Dalam film ini bertindak sebagai Produser ada Robert Ronny, disutradarai oleh Hanung Bramantyo sekaligus sebagai penulis bersama Bagus Bramanti dan penata musik oleh Andi Rianto. Sejumlah aktris dan aktor yang mengisi peran diantaranya:

1.       Dian Sastrowardoyo sebagai R.A. Kartini,
2.       Deddy Sutomo sebagai Aria Sosroningrat,
3.       Christin Hakim sebagai Mas Ayu Ngasirah,
4.       Nova Eliza sebagai Ngasirah muda
5.       Djenar Maesa Ayu berperan sebagai R.A. Moeriam,
6.       Acha Septriasa sebagai Roekmini,
7.       Ayushita memerankan Kardinah,
8.       Reza Rahadian sebagai R.M. Sosrokartono,
9.       Adinia Wirasti sebagai Soelastri,
10.   Denny Sumhargo sebagai Slamet, dan
11.   Dwi Sasono sebagai Adipati Joyoningrat.

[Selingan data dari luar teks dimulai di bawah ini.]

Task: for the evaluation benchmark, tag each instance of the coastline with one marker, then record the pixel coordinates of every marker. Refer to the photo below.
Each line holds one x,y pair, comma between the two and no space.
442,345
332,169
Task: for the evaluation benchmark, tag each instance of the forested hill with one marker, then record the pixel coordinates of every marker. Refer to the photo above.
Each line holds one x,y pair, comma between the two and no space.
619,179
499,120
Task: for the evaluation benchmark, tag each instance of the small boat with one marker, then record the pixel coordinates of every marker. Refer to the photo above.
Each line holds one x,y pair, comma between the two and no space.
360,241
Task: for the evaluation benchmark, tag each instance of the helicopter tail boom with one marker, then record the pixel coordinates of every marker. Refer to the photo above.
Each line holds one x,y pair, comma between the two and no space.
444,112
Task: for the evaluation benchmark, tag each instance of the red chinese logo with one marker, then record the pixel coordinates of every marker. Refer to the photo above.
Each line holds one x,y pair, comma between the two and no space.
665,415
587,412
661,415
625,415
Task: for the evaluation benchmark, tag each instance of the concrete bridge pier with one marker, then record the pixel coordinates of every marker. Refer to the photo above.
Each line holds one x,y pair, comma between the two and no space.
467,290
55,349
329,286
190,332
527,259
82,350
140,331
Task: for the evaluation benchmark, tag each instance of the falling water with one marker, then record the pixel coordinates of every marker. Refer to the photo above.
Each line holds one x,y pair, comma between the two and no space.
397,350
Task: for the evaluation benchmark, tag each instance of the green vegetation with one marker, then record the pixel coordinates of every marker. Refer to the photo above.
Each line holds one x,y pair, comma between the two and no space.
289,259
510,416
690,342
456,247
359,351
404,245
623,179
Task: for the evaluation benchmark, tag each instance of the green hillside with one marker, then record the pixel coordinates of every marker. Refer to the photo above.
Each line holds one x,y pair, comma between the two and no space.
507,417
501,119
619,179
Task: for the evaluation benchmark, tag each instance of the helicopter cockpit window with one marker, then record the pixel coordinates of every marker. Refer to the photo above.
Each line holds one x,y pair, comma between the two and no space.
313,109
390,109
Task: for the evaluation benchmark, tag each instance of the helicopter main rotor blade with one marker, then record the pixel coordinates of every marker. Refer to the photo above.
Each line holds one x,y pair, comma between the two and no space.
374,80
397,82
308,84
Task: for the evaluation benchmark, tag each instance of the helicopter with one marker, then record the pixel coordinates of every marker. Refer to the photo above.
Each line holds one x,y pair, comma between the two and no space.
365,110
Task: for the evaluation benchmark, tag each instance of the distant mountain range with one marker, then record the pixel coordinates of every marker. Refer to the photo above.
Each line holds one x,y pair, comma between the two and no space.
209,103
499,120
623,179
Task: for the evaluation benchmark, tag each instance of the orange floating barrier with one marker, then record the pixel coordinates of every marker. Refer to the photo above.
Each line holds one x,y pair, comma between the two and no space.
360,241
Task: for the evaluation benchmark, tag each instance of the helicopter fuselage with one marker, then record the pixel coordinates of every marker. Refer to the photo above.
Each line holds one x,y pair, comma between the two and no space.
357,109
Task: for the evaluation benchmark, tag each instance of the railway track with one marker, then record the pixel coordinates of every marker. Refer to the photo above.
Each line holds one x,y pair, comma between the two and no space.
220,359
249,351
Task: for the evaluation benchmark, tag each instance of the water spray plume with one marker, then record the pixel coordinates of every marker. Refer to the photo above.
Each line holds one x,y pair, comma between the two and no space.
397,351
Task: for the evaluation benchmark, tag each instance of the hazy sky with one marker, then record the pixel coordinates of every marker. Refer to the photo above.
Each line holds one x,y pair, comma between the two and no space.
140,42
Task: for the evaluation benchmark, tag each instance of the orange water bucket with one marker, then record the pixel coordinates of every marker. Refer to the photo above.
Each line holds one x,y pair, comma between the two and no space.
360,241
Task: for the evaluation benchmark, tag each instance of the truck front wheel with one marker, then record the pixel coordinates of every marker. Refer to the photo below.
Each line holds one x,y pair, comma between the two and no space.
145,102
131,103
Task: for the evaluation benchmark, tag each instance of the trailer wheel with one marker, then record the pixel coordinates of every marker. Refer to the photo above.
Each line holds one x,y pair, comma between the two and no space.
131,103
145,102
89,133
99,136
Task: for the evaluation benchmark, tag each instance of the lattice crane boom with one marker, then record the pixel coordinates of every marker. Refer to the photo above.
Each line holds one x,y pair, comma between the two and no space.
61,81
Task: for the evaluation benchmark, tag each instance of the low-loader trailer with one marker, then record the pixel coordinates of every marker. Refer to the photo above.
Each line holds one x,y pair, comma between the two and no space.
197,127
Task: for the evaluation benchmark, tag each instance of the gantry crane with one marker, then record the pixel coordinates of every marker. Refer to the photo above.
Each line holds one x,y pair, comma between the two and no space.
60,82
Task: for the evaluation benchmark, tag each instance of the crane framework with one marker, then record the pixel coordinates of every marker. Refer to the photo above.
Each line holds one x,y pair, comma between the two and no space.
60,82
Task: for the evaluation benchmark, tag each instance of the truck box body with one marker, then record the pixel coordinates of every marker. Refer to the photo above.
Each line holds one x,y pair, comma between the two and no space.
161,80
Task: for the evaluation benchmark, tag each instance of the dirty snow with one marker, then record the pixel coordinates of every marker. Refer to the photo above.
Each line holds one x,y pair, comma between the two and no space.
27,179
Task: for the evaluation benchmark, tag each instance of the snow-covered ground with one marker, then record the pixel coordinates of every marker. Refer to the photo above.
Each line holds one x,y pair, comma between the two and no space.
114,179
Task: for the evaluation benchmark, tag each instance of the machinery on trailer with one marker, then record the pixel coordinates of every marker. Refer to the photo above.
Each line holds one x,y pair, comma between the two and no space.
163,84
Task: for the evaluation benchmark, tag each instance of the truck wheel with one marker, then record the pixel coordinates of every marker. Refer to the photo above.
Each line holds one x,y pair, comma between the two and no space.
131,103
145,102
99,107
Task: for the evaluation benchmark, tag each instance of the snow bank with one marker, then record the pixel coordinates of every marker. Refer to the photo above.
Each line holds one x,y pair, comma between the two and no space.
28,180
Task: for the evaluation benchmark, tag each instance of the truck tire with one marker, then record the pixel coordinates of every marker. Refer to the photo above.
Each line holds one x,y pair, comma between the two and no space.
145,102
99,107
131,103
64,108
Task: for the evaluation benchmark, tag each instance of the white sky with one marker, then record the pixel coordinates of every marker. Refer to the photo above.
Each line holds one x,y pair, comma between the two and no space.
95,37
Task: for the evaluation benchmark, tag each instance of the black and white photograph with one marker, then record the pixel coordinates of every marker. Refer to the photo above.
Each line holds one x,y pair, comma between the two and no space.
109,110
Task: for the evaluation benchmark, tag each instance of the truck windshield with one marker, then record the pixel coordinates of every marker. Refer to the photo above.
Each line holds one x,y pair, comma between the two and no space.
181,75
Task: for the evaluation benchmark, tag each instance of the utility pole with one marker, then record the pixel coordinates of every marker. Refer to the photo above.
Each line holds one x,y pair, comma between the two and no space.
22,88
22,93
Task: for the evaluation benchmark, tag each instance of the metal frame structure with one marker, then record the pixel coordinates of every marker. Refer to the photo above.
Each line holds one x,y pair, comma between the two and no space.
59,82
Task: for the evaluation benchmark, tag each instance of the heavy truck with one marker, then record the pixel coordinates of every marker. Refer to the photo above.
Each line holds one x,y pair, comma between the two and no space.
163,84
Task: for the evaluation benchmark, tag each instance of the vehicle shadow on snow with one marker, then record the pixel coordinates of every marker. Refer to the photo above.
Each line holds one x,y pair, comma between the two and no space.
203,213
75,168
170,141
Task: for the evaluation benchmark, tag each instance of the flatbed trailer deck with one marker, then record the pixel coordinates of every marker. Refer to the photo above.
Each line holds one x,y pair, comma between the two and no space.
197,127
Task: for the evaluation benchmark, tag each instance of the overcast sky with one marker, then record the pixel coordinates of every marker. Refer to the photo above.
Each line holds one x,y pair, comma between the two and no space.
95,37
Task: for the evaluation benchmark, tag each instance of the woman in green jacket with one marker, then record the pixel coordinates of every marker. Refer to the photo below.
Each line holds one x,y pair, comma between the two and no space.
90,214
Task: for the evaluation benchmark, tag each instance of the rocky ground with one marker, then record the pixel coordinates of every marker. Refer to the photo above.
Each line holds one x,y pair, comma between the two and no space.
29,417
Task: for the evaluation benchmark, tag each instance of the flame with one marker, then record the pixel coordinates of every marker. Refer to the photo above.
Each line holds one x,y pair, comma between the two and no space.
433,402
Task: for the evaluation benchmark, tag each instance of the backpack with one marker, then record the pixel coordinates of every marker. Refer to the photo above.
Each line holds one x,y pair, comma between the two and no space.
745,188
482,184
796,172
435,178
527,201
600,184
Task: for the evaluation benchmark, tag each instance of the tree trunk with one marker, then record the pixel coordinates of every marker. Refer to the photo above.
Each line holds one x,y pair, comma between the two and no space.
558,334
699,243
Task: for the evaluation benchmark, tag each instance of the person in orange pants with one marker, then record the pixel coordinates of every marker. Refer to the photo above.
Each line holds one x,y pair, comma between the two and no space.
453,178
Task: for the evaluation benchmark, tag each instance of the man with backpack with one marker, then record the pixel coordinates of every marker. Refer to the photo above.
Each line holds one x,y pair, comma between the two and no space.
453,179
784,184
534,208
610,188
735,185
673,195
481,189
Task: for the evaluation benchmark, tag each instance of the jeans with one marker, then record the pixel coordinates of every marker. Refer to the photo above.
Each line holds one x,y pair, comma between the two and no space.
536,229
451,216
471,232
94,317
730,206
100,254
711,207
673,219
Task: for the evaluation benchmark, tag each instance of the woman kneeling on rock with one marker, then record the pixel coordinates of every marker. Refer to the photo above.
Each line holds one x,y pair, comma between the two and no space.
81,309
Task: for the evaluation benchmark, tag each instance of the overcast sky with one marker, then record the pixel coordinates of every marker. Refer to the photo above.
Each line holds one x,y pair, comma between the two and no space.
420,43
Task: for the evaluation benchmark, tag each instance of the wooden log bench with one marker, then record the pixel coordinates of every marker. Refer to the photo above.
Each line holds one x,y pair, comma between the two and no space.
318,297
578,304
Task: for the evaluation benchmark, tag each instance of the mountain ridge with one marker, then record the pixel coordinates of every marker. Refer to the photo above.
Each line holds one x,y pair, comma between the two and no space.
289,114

Bagi saya pemilihan aktris tersebut cukup mewakili sosok Kartini Indonesia hari ini. Selain itu di isi pula sejumah seniman multitalenta kenamaan seperti Yu “Beruk” Yustiningsih dan Bapak Nevi Budioanto. Bagi orang Jogja beliau ikon yang bisa memberikan warna tersendiri ketika menikmati jalannya cerita. Apalagi ada sosok Bintang Timur yang masih belum bisa saya lupakan perannya sebagai Bagas di film Siti.
Film ini akan mudah dipahami jalan ceritanya, hanya saja Hanung kali ini memberi sentuhan yang berbeda untuk menggambarkan Kartini muda. Kartini lebih ditampilkan dengan sosok yang lebih tomboi dan suka melawan kebiasaan-kebiasaan umum di lingkungan keluarganya. Ada pula sentuhan flashback di akhir yang dikemas dengan menarik. Jalan cerita juga mengingatkan tentang bagaimana kultur masyarakat di abad 19 dengan masih kentalnya unsur golongan bangsawan, priyayi, santri, dan abangan. Mengingatkan pada salah satu karya Pramoedya Ananta Toer yaitu Gadis Pantai, bagaimana masyarakat Jawa di masa itu untuk memperoleh kedudukan sebagai priyayi dengan ngabdi atau menjadi istri seorang adipati. Walaupun menjadi istri ke-sekian dan disingkirkan sebagai “Yu” (pengasuh) yang penting keturunan mereka bisa memperoleh derajat kedudukan yang lebih baik.
Film kali ini menurut saya juga berhasil menampilkan apa yang sebenarnya menjadi perlawanan pribadi dari individu seorang Kartini. Ia sebenarnya tidak terang-terangan muncul di masyarakat karena jelas sulit perempuan saat itu tampil di hadapan publik dengan budaya Jawa yang bisa dikatakan patrilineal. Perlawanannya hadir melalui media tulis yang terinspirasi dari buku-buku koleksi kakaknya yaitu R.M. Sosorokartono. Sedikit cerita tentang kakak Kartini, Panji Sosrokartono kita ketahui adalah seorang poliglot atau mempunyai kehalian menguasai berbagai macam bahasa. Sosok wartawan kenamaan dan penggagas pergerakan kaum muda Indonesia di Belanda. Ya, bisa dikatakan termasuk sosok intelektual dengan warisan karya-karyanya.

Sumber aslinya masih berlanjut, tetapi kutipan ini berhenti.